The human eye is a vital sensory organ that is crucial for visual perception. The retina is the main component of the eye and is responsible for visual signals. Due to its characteristics, the retina can reveal the occurrence of ocular diseases. So, early detection and automated diagnosis of retinal disease are crucial for preventing both temporary and permanent blindness.

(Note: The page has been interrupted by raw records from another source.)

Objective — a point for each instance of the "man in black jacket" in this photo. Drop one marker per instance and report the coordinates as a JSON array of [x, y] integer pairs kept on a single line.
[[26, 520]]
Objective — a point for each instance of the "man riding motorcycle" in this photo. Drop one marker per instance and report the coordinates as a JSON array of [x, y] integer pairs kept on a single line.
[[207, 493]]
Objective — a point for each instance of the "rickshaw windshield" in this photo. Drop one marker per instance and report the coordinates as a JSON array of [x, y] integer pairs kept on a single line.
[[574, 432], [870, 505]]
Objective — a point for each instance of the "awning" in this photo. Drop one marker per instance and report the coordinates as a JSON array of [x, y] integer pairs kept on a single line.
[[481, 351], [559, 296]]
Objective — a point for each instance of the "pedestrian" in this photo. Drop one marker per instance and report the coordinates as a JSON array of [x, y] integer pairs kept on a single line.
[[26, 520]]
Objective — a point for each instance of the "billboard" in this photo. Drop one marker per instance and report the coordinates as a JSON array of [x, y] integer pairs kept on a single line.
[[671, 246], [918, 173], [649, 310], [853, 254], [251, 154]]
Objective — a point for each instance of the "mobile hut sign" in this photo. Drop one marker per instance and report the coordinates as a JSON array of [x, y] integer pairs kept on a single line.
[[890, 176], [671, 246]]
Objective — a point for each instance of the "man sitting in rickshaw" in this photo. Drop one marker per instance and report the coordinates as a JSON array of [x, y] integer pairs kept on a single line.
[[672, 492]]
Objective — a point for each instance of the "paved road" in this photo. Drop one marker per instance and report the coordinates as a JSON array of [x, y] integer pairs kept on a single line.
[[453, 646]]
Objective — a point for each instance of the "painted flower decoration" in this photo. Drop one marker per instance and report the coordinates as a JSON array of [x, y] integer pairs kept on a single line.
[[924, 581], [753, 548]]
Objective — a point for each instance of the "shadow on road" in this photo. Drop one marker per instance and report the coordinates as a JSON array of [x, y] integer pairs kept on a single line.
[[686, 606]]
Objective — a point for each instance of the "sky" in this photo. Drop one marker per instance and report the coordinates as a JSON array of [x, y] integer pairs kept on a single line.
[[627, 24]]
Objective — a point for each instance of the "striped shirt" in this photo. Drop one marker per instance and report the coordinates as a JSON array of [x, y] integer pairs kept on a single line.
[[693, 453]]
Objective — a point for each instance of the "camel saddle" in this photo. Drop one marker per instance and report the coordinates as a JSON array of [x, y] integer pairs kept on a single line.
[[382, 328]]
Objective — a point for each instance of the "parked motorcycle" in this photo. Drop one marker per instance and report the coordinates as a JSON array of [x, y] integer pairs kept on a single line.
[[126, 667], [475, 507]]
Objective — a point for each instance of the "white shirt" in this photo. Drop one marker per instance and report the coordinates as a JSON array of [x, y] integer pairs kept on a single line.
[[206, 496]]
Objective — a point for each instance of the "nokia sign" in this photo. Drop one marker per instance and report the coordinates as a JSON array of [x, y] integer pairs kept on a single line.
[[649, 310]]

In the proposed work, a comprehensive framework is introduced, meticulously designed to leverage the synergic strengths of EfficientNet-B4 and Vision Transformers for attention-driven sophisticated analysis, offering a promising tool for advanced ophthalmic healthcare. This framework transcends the conventional hybridization by embedding the EfficientNetB4 reimagined as the multiscale feature encoder, creating discriminative feature maps preserving both local and intermediate contextual information. Then, Vision Transformer are incorporated to capitalize on the attention mechanisms to capture and model the global dependencies effectively. This combination establishes a sophisticated paradigm for capturing intricate patterns, focusing on the pertinent factors of the image, enabling precise and reliable classification.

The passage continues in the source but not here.